The Concordat of 1940 was an agreement between Portugal and the Holy See of the Catholic Church signed in the Vatican on 7 May 1940 under António de Oliveira Salazar's Estado Novo. The 1940 concordat was kept in place until 2004 when a new one was signed by Prime Minister José Manuel Barroso. Salazar's text outlived him and outlived his regime for 30 years. The text was re-ratified in 1975, after the Carnation Revolution, only slightly amended in order to allow civil divorce in Catholic marriages, while keeping all the other articles in force.

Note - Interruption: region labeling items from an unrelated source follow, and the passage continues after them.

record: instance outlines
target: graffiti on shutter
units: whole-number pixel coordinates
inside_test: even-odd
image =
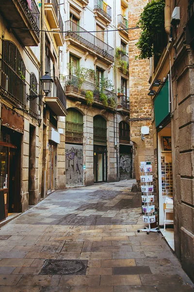
[[[83,146],[65,145],[66,185],[83,184]]]
[[[131,154],[120,153],[119,169],[120,180],[132,178],[132,157]]]

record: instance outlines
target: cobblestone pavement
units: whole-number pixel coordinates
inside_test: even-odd
[[[56,191],[1,227],[0,292],[194,291],[161,234],[137,232],[134,182]]]

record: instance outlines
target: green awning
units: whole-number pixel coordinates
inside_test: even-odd
[[[159,93],[154,101],[156,127],[158,127],[168,115],[170,107],[169,76],[165,81]]]

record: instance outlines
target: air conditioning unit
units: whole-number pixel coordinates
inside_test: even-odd
[[[172,25],[178,24],[180,19],[180,7],[176,7],[172,13],[170,23]]]

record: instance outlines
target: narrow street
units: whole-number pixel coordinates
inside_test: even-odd
[[[135,182],[54,192],[2,227],[0,292],[193,291],[162,235],[137,232]]]

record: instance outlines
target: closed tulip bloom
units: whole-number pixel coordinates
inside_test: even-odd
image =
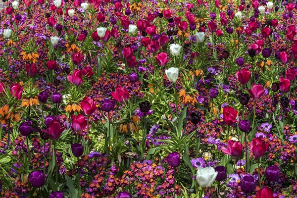
[[[65,128],[61,126],[60,121],[54,119],[49,125],[47,130],[44,130],[43,131],[48,134],[50,140],[56,141],[60,138],[64,129]]]
[[[74,131],[77,133],[81,132],[87,127],[87,121],[86,117],[83,115],[72,114],[72,126]]]
[[[97,34],[100,38],[103,38],[105,36],[107,29],[102,27],[97,28]]]
[[[175,83],[178,78],[178,68],[170,67],[165,70],[165,73],[168,80],[172,83]]]
[[[257,192],[256,198],[274,198],[273,192],[269,187],[265,187]]]
[[[251,89],[248,90],[248,93],[254,99],[260,99],[260,98],[264,94],[265,91],[263,89],[261,85],[252,84]]]
[[[244,176],[240,181],[240,188],[246,194],[251,193],[256,189],[256,184],[253,176],[247,174]]]
[[[181,53],[182,47],[179,44],[170,44],[169,45],[169,51],[171,55],[174,56],[179,55]]]
[[[222,147],[221,148],[223,153],[228,154],[235,158],[238,158],[240,156],[243,150],[243,145],[240,142],[229,140],[227,143],[227,146],[228,148],[225,147]]]
[[[254,138],[249,144],[249,148],[255,158],[257,159],[263,156],[269,145],[269,143],[265,143],[261,138]]]
[[[96,102],[91,98],[86,97],[81,102],[81,107],[84,113],[91,115],[97,109]]]
[[[276,165],[268,166],[265,170],[265,175],[268,181],[277,181],[281,176],[280,167]]]
[[[289,92],[291,86],[290,80],[284,78],[283,77],[280,78],[280,91],[283,93]]]
[[[79,157],[84,153],[84,147],[79,143],[74,143],[71,145],[71,151],[73,155]]]
[[[50,37],[50,43],[51,43],[53,46],[55,46],[59,42],[59,37],[55,36],[54,37]]]
[[[46,183],[45,175],[41,170],[34,170],[29,174],[29,181],[31,186],[35,188],[40,188]]]
[[[241,84],[246,85],[250,78],[250,71],[248,68],[240,69],[235,73],[235,76]]]
[[[196,173],[196,181],[202,188],[211,186],[218,175],[218,172],[212,166],[198,167]]]
[[[49,198],[64,198],[64,194],[61,191],[56,191],[51,193]]]
[[[177,152],[173,152],[169,153],[167,158],[168,165],[174,168],[176,168],[181,163],[181,157]]]
[[[235,123],[237,121],[237,110],[231,106],[226,106],[223,110],[223,120],[224,122],[227,125],[231,126]]]

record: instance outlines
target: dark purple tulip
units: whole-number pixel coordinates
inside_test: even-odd
[[[102,110],[106,112],[109,112],[114,108],[114,101],[109,99],[104,100],[102,103]]]
[[[29,175],[29,181],[33,187],[41,187],[46,183],[43,171],[41,170],[33,171]]]
[[[84,147],[79,143],[74,143],[71,145],[71,151],[73,155],[76,157],[82,156],[84,153]]]
[[[19,127],[20,133],[22,136],[29,136],[33,132],[33,128],[30,126],[29,122],[23,122]]]
[[[61,191],[56,191],[50,194],[49,198],[64,198],[64,194]]]
[[[214,170],[218,172],[215,180],[218,181],[223,181],[227,178],[227,170],[224,166],[219,166],[214,168]]]
[[[132,196],[129,193],[124,191],[119,193],[116,198],[132,198]]]
[[[138,80],[138,74],[137,74],[137,73],[134,72],[130,74],[129,76],[129,80],[130,80],[132,83],[135,83]]]
[[[51,99],[54,103],[60,103],[62,101],[62,95],[59,93],[55,93],[51,95]]]
[[[239,129],[243,132],[249,132],[251,130],[249,120],[243,120],[240,121],[238,123],[238,128],[239,128]]]
[[[37,97],[38,97],[38,99],[41,102],[46,103],[48,100],[48,98],[49,97],[49,96],[48,95],[48,93],[46,91],[44,91],[43,92],[41,92],[38,94]]]
[[[245,59],[242,57],[239,57],[236,58],[236,64],[238,66],[242,66],[245,64]]]
[[[271,50],[269,48],[264,48],[262,50],[262,55],[264,58],[268,58],[271,54]]]
[[[167,162],[168,165],[174,168],[176,168],[181,163],[181,157],[177,152],[173,152],[169,153],[167,156]]]
[[[265,175],[268,181],[275,182],[280,179],[281,176],[280,168],[275,165],[268,166],[265,170]]]
[[[246,175],[240,181],[240,188],[243,192],[250,193],[256,189],[256,184],[253,177],[250,175]]]

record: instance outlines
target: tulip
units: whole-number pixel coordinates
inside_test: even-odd
[[[43,171],[34,170],[29,174],[29,181],[31,186],[35,188],[40,188],[45,185],[46,179]]]
[[[181,53],[182,47],[179,44],[170,44],[169,45],[169,51],[171,55],[174,56],[178,56]]]
[[[256,184],[253,177],[247,174],[244,176],[240,181],[240,188],[246,194],[251,193],[256,189]]]
[[[268,166],[265,170],[265,175],[268,181],[276,182],[280,179],[281,175],[280,168],[276,165]]]
[[[87,115],[92,115],[97,109],[96,102],[90,97],[85,97],[80,104],[83,111]]]
[[[60,191],[51,192],[49,196],[49,198],[64,198],[64,194]]]
[[[249,95],[254,99],[258,99],[264,94],[265,91],[261,85],[252,84],[251,89],[248,90]]]
[[[273,198],[273,192],[269,187],[265,187],[260,189],[257,192],[256,198]]]
[[[129,99],[130,95],[126,89],[119,86],[116,88],[114,92],[111,93],[112,97],[118,102],[122,104],[124,101]]]
[[[254,138],[249,144],[249,148],[255,158],[257,159],[263,156],[269,145],[269,143],[266,144],[261,138]]]
[[[62,95],[58,92],[51,94],[51,99],[53,103],[59,103],[62,101]]]
[[[222,147],[222,152],[224,154],[230,155],[233,158],[238,158],[243,150],[243,145],[240,142],[229,140],[227,143],[227,145],[228,148],[225,147]]]
[[[9,39],[10,36],[11,36],[12,32],[12,30],[11,30],[10,29],[5,29],[3,31],[3,36],[4,36],[4,37],[6,38],[6,39]]]
[[[79,143],[74,143],[71,145],[71,151],[73,155],[79,157],[84,153],[84,147]]]
[[[168,165],[174,168],[176,168],[181,163],[181,157],[177,152],[173,152],[169,153],[167,158]]]
[[[283,77],[280,78],[280,91],[283,93],[289,92],[291,86],[290,80],[284,78]]]
[[[198,43],[202,43],[204,42],[205,36],[205,33],[203,32],[197,32],[195,34],[195,37],[196,37],[196,40]]]
[[[87,119],[83,115],[72,114],[72,126],[74,131],[80,133],[87,127]]]
[[[124,191],[119,193],[116,198],[132,198],[132,196],[129,193]]]
[[[166,52],[159,52],[155,57],[155,59],[159,65],[164,66],[171,59],[167,59],[167,54]]]
[[[47,130],[43,130],[43,131],[48,134],[50,140],[56,141],[59,139],[64,129],[65,128],[61,127],[60,121],[54,119],[49,124]]]
[[[178,68],[170,67],[165,70],[168,80],[172,83],[175,83],[178,78]]]
[[[59,42],[59,38],[58,37],[50,37],[50,42],[53,46],[55,46]]]
[[[199,167],[196,173],[196,181],[201,187],[208,187],[211,186],[217,175],[218,172],[213,167]]]
[[[218,175],[215,178],[216,181],[219,182],[227,178],[227,170],[223,166],[216,166],[214,168],[214,170],[218,173]]]
[[[237,122],[237,110],[231,106],[226,106],[223,110],[224,122],[229,126]]]
[[[103,101],[102,103],[102,110],[106,112],[109,112],[114,108],[114,101],[106,99]]]
[[[20,133],[23,136],[29,136],[33,132],[33,128],[28,121],[21,123],[20,125],[19,129]]]
[[[19,100],[22,98],[22,93],[23,93],[23,88],[21,87],[19,84],[14,83],[10,86],[10,94],[16,98],[16,99]]]

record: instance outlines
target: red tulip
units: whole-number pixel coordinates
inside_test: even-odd
[[[274,198],[273,192],[269,187],[264,187],[257,192],[256,198]]]
[[[290,80],[290,81],[292,81],[295,79],[297,72],[296,69],[288,69],[287,71],[285,72],[285,76],[286,78]]]
[[[254,99],[259,99],[264,92],[265,91],[261,85],[257,85],[254,83],[252,84],[251,89],[248,90],[249,95]]]
[[[283,93],[289,92],[291,86],[290,80],[284,78],[283,77],[280,77],[279,86],[281,92]]]
[[[125,100],[128,99],[130,96],[128,91],[120,86],[116,88],[114,92],[111,92],[111,96],[114,99],[121,104],[123,103]]]
[[[76,132],[80,133],[87,126],[87,119],[83,115],[72,114],[72,126]]]
[[[86,97],[81,102],[81,107],[84,113],[87,115],[91,115],[97,109],[96,102],[91,98]]]
[[[26,64],[26,71],[27,75],[32,77],[37,73],[37,67],[33,63]]]
[[[245,85],[249,80],[250,78],[250,71],[248,68],[239,69],[236,73],[235,76],[238,81],[242,84]]]
[[[73,61],[73,63],[76,65],[78,65],[80,64],[83,57],[84,56],[82,54],[79,52],[73,53],[72,55],[71,55],[72,61]]]
[[[75,85],[80,85],[83,82],[82,71],[79,69],[75,69],[72,75],[68,75],[67,79],[69,82]]]
[[[269,143],[265,143],[261,138],[254,138],[249,144],[249,148],[250,148],[250,150],[252,152],[255,158],[257,159],[263,156],[267,149],[269,145]]]
[[[269,28],[269,27],[265,27],[265,28],[262,29],[261,32],[261,34],[262,34],[262,36],[263,36],[264,38],[268,38],[270,35],[270,33],[271,33],[271,30]]]
[[[54,119],[50,123],[47,130],[42,131],[49,135],[50,140],[56,141],[59,139],[64,129],[65,128],[61,127],[60,121]]]
[[[167,59],[168,56],[166,52],[159,52],[155,56],[155,58],[159,65],[164,66],[166,65],[167,62],[170,60],[171,59]]]
[[[230,140],[227,143],[228,148],[225,147],[222,147],[222,152],[224,154],[228,154],[231,157],[238,158],[239,158],[243,150],[243,145],[240,142],[235,142],[232,140]]]
[[[14,83],[10,86],[10,94],[18,100],[22,98],[23,88],[18,83]]]
[[[216,31],[217,24],[214,21],[210,21],[207,24],[208,29],[211,33],[215,32]]]
[[[54,60],[50,60],[47,62],[47,67],[48,69],[52,70],[54,69],[56,66],[56,62]]]

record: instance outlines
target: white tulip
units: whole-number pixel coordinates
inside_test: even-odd
[[[213,167],[199,167],[196,174],[196,180],[201,187],[208,187],[211,186],[217,175],[218,172],[214,170]]]
[[[137,30],[137,26],[135,25],[130,24],[129,25],[129,32],[133,34]]]
[[[81,5],[82,6],[82,8],[84,9],[85,10],[87,10],[89,8],[89,3],[87,2],[82,3]]]
[[[72,17],[74,15],[74,10],[73,9],[68,9],[68,15]]]
[[[11,36],[12,31],[10,29],[5,29],[3,32],[3,36],[6,39],[9,39]]]
[[[205,33],[203,32],[196,32],[195,34],[195,37],[196,37],[196,40],[198,42],[198,43],[203,43],[204,42],[204,39],[205,36]]]
[[[98,36],[100,38],[104,37],[106,30],[106,28],[103,28],[103,27],[97,28],[97,34],[98,34]]]
[[[259,7],[258,7],[258,9],[260,14],[264,14],[265,9],[265,6],[263,5],[259,6]]]
[[[53,4],[54,4],[54,6],[56,6],[57,8],[60,7],[60,6],[61,6],[61,4],[62,4],[62,0],[54,0],[53,1]]]
[[[182,47],[179,44],[170,44],[169,45],[169,51],[173,56],[178,56],[181,53]]]
[[[266,3],[266,5],[267,6],[267,8],[271,9],[272,7],[273,7],[273,2],[271,1],[268,1]]]
[[[11,5],[12,5],[12,7],[13,9],[17,9],[18,8],[18,1],[14,1],[11,3]]]
[[[175,83],[178,78],[178,68],[177,67],[170,67],[165,70],[165,73],[171,83]]]
[[[59,42],[59,38],[57,36],[50,37],[50,42],[53,46],[55,46]]]

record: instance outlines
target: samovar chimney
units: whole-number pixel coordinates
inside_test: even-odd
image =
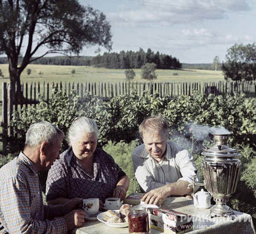
[[[229,134],[212,134],[215,144],[202,153],[201,165],[206,188],[216,204],[210,209],[210,217],[231,217],[231,208],[227,205],[236,189],[241,168],[238,151],[227,145]]]

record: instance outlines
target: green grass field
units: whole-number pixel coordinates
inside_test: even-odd
[[[29,68],[31,73],[28,75],[26,70]],[[8,64],[0,64],[0,69],[4,75],[0,78],[2,82],[9,82],[9,73]],[[73,75],[71,71],[75,69],[76,73]],[[142,79],[140,76],[140,69],[134,69],[136,74],[133,81],[134,82],[144,82],[147,81]],[[21,82],[44,81],[51,84],[52,82],[119,82],[125,81],[125,69],[97,68],[91,66],[72,66],[44,65],[30,64],[25,69],[21,74]],[[39,75],[42,72],[42,75]],[[174,73],[177,73],[178,75],[174,75]],[[157,79],[154,81],[156,82],[216,82],[219,81],[224,81],[224,77],[221,71],[217,72],[208,70],[163,70],[156,71],[157,75]]]

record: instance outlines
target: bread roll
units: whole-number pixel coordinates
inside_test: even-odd
[[[119,217],[111,217],[107,221],[108,222],[122,222],[122,220]]]
[[[120,214],[118,212],[109,210],[103,213],[103,220],[105,221],[108,222],[108,220],[112,217],[117,217],[119,218],[120,217]]]
[[[128,204],[124,204],[120,208],[120,214],[124,216],[127,216],[130,212],[130,209],[131,206]]]

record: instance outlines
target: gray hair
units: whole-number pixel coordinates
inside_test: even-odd
[[[154,134],[157,131],[168,134],[168,123],[160,116],[151,116],[145,119],[139,127],[139,132],[143,139],[144,134]]]
[[[95,133],[99,137],[99,129],[94,120],[89,118],[83,117],[76,118],[68,130],[67,140],[70,146],[71,142],[80,138],[85,133]]]
[[[50,123],[42,121],[30,126],[26,134],[25,145],[34,147],[46,142],[51,147],[55,143],[57,136],[63,140],[64,133]]]

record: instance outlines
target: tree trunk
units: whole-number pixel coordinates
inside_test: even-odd
[[[20,74],[19,73],[17,67],[14,67],[11,64],[9,64],[9,73],[11,85],[12,86],[11,95],[13,100],[16,98],[18,101],[20,101],[22,98],[21,93],[21,86],[20,85]]]

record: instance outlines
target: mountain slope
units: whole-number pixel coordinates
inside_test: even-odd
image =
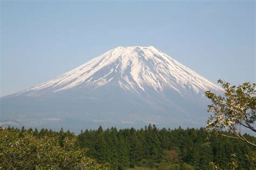
[[[219,93],[222,89],[153,46],[119,46],[55,79],[2,98],[6,106],[1,114],[8,120],[12,119],[6,116],[11,112],[25,112],[25,119],[86,117],[89,124],[107,126],[136,122],[164,125],[176,120],[185,126],[197,126],[204,121],[193,120],[195,115],[207,117],[206,90]],[[35,125],[26,121],[24,125]]]

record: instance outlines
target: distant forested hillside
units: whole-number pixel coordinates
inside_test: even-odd
[[[256,148],[206,130],[115,127],[82,131],[0,127],[0,168],[255,169]],[[227,132],[223,132],[227,133]],[[256,138],[244,135],[256,142]],[[211,164],[210,162],[212,162]],[[213,163],[214,162],[214,163]]]

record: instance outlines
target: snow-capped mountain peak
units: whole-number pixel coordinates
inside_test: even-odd
[[[172,89],[181,96],[204,94],[206,90],[221,91],[194,71],[168,55],[150,46],[118,46],[78,67],[18,94],[40,95],[58,93],[84,86],[93,89],[106,85],[118,86],[140,94],[153,89],[163,94]]]

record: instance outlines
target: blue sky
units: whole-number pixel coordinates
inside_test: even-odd
[[[214,83],[255,82],[253,1],[1,3],[1,96],[121,45],[153,45]]]

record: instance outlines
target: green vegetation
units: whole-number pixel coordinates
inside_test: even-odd
[[[227,132],[220,132],[231,135]],[[256,148],[205,128],[69,131],[0,128],[3,169],[254,169]],[[245,134],[253,142],[256,138]],[[213,163],[214,162],[214,163]],[[211,164],[210,164],[211,163]]]
[[[0,169],[107,169],[86,156],[69,132],[0,127]]]
[[[208,106],[208,112],[212,113],[207,121],[209,134],[237,138],[256,146],[253,141],[242,135],[241,128],[256,132],[253,127],[256,119],[256,84],[245,83],[238,87],[219,80],[225,90],[224,96],[217,96],[207,91],[206,96],[212,102]],[[230,131],[232,135],[220,133],[224,130]]]

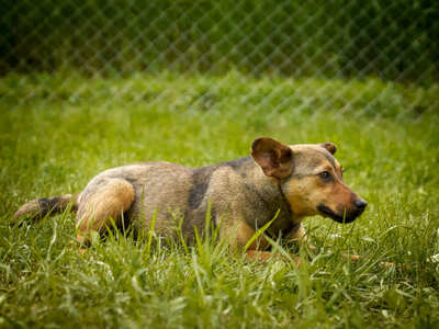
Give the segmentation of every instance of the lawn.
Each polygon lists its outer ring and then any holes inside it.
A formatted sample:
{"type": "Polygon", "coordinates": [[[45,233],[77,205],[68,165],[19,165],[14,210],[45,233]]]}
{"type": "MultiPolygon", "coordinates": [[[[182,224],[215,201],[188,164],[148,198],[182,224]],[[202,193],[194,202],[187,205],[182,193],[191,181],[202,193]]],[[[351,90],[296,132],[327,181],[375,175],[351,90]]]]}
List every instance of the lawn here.
{"type": "Polygon", "coordinates": [[[438,328],[438,94],[234,71],[1,78],[0,327],[438,328]],[[122,235],[80,253],[68,213],[9,226],[25,201],[80,192],[106,168],[205,166],[247,156],[260,136],[335,143],[369,202],[353,224],[307,218],[317,254],[301,266],[122,235]]]}

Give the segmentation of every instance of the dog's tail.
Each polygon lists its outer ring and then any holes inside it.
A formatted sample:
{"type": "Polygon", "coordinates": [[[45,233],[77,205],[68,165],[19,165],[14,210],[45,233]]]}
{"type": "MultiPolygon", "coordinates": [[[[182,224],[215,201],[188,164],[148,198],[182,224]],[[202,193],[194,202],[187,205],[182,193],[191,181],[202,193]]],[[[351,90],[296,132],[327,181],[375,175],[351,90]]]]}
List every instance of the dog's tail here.
{"type": "Polygon", "coordinates": [[[63,213],[71,204],[70,212],[78,211],[79,194],[65,194],[60,196],[36,198],[23,204],[12,216],[11,225],[26,222],[38,222],[46,216],[63,213]]]}

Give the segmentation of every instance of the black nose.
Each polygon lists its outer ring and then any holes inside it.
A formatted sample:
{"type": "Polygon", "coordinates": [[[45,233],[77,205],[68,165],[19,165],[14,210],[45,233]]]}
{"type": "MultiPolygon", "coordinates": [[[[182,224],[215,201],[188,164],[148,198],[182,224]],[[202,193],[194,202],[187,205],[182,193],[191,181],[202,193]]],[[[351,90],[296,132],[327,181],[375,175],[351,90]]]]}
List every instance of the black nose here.
{"type": "Polygon", "coordinates": [[[362,212],[364,211],[368,203],[364,200],[359,198],[353,203],[353,205],[356,206],[357,209],[362,212]]]}

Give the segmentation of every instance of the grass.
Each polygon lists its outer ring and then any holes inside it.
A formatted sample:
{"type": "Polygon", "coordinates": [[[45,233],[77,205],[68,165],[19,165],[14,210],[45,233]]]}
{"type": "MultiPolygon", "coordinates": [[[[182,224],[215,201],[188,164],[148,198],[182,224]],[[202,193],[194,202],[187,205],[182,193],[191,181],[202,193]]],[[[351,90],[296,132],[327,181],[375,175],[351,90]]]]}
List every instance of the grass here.
{"type": "Polygon", "coordinates": [[[0,327],[438,327],[437,92],[237,72],[2,78],[0,327]],[[209,240],[184,250],[110,237],[81,254],[68,213],[8,225],[25,201],[79,192],[103,169],[215,163],[259,136],[334,141],[345,181],[369,202],[352,225],[306,219],[318,253],[300,268],[209,240]]]}

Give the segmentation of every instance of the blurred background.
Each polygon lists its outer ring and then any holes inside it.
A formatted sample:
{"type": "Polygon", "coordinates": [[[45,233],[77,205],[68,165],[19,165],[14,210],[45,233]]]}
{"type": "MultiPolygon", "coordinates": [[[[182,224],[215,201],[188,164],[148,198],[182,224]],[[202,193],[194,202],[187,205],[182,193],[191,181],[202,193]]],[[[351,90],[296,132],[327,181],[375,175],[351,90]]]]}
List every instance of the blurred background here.
{"type": "MultiPolygon", "coordinates": [[[[97,78],[238,71],[314,79],[282,94],[279,106],[349,112],[358,107],[353,102],[373,115],[438,112],[434,0],[16,0],[4,2],[0,19],[0,75],[8,77],[0,82],[0,102],[9,107],[34,98],[74,102],[86,90],[93,98],[99,91],[82,83],[97,78]],[[54,82],[54,75],[61,78],[54,82]],[[78,75],[85,80],[75,80],[78,75]],[[35,84],[18,91],[30,77],[35,84]],[[339,80],[357,81],[356,94],[334,84],[339,80]],[[297,100],[307,89],[323,89],[325,101],[297,100]]],[[[112,97],[154,101],[167,91],[138,88],[127,94],[130,83],[135,82],[126,80],[112,97]]],[[[204,103],[207,91],[200,95],[204,103]]],[[[263,97],[279,95],[272,89],[263,97]]]]}

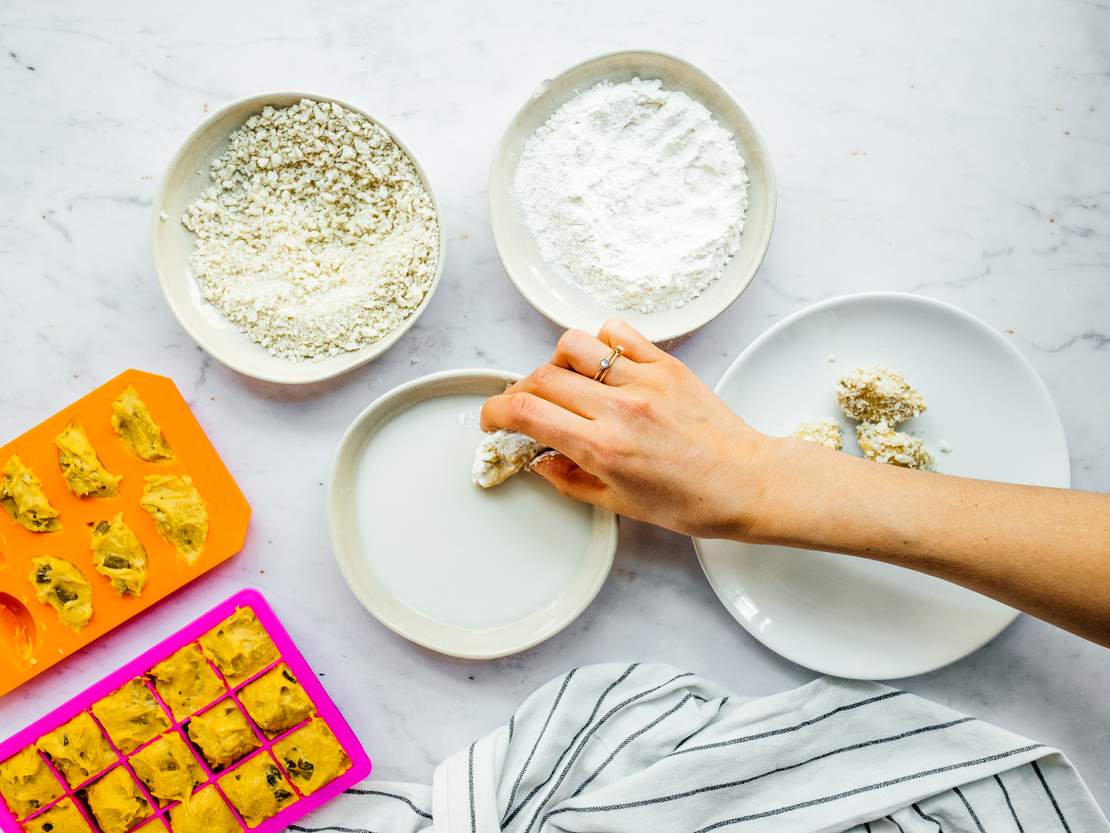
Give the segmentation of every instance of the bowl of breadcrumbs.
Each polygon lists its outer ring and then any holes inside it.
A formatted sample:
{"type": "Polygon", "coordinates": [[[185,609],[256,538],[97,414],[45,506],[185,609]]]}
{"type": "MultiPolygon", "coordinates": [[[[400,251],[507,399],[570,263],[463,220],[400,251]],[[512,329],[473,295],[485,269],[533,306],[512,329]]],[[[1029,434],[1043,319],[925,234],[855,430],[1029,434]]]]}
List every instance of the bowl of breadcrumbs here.
{"type": "Polygon", "coordinates": [[[443,273],[440,207],[416,157],[343,101],[253,96],[213,113],[154,198],[159,282],[228,367],[319,382],[396,343],[443,273]]]}

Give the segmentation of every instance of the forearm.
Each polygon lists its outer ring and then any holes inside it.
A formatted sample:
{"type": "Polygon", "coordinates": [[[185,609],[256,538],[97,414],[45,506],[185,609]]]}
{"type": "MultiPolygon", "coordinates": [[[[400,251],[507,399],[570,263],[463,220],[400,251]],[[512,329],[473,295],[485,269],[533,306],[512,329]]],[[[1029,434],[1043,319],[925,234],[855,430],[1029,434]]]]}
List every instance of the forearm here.
{"type": "Polygon", "coordinates": [[[908,471],[771,440],[736,536],[919,570],[1110,645],[1110,496],[908,471]]]}

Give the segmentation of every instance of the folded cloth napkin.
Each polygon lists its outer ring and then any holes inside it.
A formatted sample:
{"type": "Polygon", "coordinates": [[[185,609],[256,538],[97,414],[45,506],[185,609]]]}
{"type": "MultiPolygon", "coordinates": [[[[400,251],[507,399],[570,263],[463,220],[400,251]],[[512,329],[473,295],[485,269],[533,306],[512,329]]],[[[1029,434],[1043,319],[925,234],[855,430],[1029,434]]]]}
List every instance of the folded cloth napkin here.
{"type": "Polygon", "coordinates": [[[1110,831],[1058,751],[876,683],[740,697],[666,665],[553,680],[431,787],[367,781],[297,833],[1110,831]]]}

In May 1940 a Concordat between the Portuguese state and the Vatican was signed. There were difficulties in the negotiations which preceded the signing of the Concordat, demonstrating both how eager the Church remained to re-establish its influence, and how equally determined Salazar was to prevent any religious intervention within the political sphere, which he saw as the exclusive preserve of the State. The legislation of the parliamentary republic was not fundamentally altered: religious teaching in schools remained voluntary, while civil marriages and civil divorce were retained and religious oaths were not reestablished. The Bishops were to be appointed by the Holy See but final nomination required the government's approval. (Note: Regal control over ecclesiastical appointments was part of the "Padroado Real", that is, the exclusive royal prerogative granted by the Pope to the Portuguese crown to evangelize in the Far East and elsewhere.” Thus the veto right in this concordat is a nod to the privilege of Iberian kings and served to legitimize Salazar's regime.) The clergy were subject to military service but in the form of pastoral care to the armed forces and, in time of war, also to the medical units. The Church could establish and maintain private schools, but they would be subject to state supervision. The Catholic religion and morality were to be taught in public schools unless parents had requested the contrary. However, Catholics who celebrated canonical marriages were not allowed to obtain a civil divorce. The law said that "It is understood that by the very fact of the celebration of a canonical marriage, the spouses renounce the legal right to ask for a divorce." Despite this prohibition, by 1960 nearly 91 percent of all marriages in the country were canonical marriages.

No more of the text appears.